Recently, researchers from Stanford University and the University of Washington successfully trained an AI inference model called s1, which costs only $50. The model's performance in mathematical and programming ability testing is comparable to OpenAI's o1 model and DeepSeek's R1 model. This result has sparked new thinking on the commercialization of AI models and has also caused concerns among large AI laboratories.
The research team extracted the required inference capabilities from the ready-made basic model through distillation technology and trained using Google's Gemini2.0 Flash Thinking Experimental model. This process is not only cheap, but also fast training.
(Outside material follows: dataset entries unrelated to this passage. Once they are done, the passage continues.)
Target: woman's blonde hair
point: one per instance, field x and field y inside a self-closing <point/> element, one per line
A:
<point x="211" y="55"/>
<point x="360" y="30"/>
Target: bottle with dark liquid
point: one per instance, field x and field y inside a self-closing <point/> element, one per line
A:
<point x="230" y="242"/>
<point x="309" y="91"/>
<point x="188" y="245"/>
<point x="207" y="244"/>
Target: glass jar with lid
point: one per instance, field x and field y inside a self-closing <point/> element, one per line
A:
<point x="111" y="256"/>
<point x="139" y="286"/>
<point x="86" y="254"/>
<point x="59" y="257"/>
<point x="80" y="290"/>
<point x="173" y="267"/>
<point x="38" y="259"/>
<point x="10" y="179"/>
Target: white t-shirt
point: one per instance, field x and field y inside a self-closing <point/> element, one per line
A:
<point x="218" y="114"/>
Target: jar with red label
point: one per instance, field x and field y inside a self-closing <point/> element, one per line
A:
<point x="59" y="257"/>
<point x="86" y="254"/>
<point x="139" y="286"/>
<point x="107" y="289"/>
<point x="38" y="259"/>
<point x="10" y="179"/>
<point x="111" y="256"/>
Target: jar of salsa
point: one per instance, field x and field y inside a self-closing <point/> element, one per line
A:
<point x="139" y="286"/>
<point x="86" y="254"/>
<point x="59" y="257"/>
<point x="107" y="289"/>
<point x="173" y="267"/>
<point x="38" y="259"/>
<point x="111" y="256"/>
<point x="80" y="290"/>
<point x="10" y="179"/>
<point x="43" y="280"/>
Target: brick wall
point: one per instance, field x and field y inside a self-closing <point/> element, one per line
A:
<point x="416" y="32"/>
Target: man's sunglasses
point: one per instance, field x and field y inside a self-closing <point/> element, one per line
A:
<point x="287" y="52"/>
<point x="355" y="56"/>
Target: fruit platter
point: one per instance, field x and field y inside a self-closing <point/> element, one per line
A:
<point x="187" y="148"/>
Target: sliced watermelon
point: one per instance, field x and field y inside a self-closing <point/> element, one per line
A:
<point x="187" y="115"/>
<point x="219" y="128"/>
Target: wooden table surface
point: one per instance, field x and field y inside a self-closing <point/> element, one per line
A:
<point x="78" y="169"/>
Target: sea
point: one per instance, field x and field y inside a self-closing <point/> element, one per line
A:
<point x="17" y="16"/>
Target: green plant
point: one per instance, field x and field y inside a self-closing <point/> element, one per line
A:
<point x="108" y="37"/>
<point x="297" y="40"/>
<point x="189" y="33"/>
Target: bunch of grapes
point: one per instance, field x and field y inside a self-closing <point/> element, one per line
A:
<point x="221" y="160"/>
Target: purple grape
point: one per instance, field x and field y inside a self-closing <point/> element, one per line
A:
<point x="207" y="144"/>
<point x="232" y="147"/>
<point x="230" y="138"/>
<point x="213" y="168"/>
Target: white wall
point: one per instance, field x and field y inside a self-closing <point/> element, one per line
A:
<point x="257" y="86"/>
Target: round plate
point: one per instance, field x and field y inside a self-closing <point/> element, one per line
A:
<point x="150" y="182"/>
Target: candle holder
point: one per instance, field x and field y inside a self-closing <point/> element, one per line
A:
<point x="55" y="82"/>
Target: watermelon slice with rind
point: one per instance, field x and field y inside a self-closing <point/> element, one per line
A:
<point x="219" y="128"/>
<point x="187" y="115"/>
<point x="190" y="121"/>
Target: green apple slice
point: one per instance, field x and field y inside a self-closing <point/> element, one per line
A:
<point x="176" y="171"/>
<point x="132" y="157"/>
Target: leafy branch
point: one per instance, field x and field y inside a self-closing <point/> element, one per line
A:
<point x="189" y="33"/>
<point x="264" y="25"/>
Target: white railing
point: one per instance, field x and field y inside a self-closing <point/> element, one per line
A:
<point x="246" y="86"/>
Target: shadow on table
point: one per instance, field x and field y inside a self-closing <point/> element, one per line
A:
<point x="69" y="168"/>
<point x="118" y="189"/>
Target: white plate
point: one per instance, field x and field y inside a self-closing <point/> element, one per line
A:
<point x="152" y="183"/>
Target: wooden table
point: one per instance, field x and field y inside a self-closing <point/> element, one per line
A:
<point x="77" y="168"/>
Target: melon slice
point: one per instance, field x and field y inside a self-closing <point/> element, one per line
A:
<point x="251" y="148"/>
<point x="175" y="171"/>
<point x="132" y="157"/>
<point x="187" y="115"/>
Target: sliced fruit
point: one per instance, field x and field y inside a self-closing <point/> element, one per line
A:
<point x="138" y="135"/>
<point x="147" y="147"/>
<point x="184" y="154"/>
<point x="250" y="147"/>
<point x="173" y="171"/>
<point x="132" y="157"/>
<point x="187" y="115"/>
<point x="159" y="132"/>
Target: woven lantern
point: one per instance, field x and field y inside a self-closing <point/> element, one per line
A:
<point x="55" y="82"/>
Nevertheless, large AI labs are dissatisfied with the phenomenon of low-cost replication models. Meta, Google and Microsoft plan to invest hundreds of billions of dollars in the next two years to train next-generation AI models to consolidate their position in the market.
The research results of s1 show the possibility of achieving strong inference performance through relatively small data sets and supervised fine-tuning methods, which also provides new directions for future AI research.
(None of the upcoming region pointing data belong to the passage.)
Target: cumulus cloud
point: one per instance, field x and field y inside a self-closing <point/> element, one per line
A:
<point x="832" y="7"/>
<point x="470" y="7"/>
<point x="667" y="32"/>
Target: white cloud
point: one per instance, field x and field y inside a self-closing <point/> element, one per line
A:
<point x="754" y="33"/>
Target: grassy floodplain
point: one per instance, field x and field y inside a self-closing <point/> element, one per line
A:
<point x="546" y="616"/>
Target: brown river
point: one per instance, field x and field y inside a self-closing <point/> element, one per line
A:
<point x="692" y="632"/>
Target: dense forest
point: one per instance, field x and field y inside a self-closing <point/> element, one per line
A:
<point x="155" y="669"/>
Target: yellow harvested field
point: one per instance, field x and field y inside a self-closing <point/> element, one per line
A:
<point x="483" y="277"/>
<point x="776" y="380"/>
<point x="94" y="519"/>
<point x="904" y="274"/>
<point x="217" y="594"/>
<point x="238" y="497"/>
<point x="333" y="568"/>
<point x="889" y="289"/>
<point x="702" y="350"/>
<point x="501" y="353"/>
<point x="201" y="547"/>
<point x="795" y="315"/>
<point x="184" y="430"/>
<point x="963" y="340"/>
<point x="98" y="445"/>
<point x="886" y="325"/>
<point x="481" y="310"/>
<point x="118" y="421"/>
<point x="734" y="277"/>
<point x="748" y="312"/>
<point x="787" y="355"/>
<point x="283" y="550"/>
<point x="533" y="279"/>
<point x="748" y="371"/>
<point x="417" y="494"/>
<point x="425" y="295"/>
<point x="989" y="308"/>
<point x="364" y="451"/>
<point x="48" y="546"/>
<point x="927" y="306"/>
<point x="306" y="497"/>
Paper: https://arxiv.org/pdf/2501.19393
Code: https://github.com/simplescaling/s1
Key points:
The training cost of the s1 model is less than US$50, and its performance is comparable to that of the top inference models.
Through distillation technology, the research team extracts reasoning capabilities from ready-made models, and the training process is fast and efficient.
Large AI labs have expressed concerns about the situation of low-cost replication models, and investments will focus on AI infrastructure in the future.